“Come Expecting.” It’s Not About This.
A Common Theme: Expectation.
It’s not unusual for annual business meetings, conventions, graduations, or special church functions to depend on a charged atmosphere of anticipation to capture our attention.
Evangelistic crusades attract outsiders with the potential for the miraculous.
(Come to the big tent: see God’s man of faith and power! Miracles. Signs. Wonders.)
Live concerts draw crowds because of the unknown.
(Will they get arrested? Play new songs? Make mistakes?)
Annual business meetings try to build excitement too.
(Celebrate last year’s success! Get ready for some big new SECRET products!)
Don’t Copy the Wrong Thing:
You can try for years to replicate Arnold Palmer’s particular style, swagger, and swing but that’s going to lead to ultimate failure. You’re not Arnold Palmer.
In church and business alike, we tend to focus on the finished product. When we see and hear success incarnate, we want to duplicate it. (That’s not the problem.) The trap that snares us, and leads us astray is that we tend to focus on results, rather than the process. (You’d never try to do this in manufacturing, because it’s obvious that you can’t build anything without the correct raw materials.)

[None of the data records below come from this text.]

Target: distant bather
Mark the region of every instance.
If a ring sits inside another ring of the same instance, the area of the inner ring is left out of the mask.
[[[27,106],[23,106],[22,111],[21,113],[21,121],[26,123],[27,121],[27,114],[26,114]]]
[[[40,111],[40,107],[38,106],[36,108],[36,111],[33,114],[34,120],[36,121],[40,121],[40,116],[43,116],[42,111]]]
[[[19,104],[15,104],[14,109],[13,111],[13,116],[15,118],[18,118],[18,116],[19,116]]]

Instead of copying Arnold Palmer’s swing, develop your own technique by doing what he did to create that signature move. (Don’t waste your time copying something that’s not relevant.) You don’t have to copy his swing, just find out how many golf balls he practiced hitting each day. Hit the same number of balls, and soon you’ll find your own swing.
You can’t replicate anything, based on performance. (A ‘copy of a copy’ never stays true to the original.) Unless we duplicate the rehearsals of the masters and practice on our own, we’ll always miss the mark. With anything that matters, we need to stop worrying about the anticipation of those who enter our circles, and humbly work to inspire them once we’re acquainted. (Putting in our ‘10,000 hours’ will make us unique and create value.) Humility is the opposite of having a reputation.
Raise a standard for excellence by paying attention to preparation, caring about details, and digging a foundation. Staying true to ourselves, we’ll reach others because we care. (That’s how pivotal circumstances and providential relationships work.) It doesn’t matter if people have high expectations when we meet them.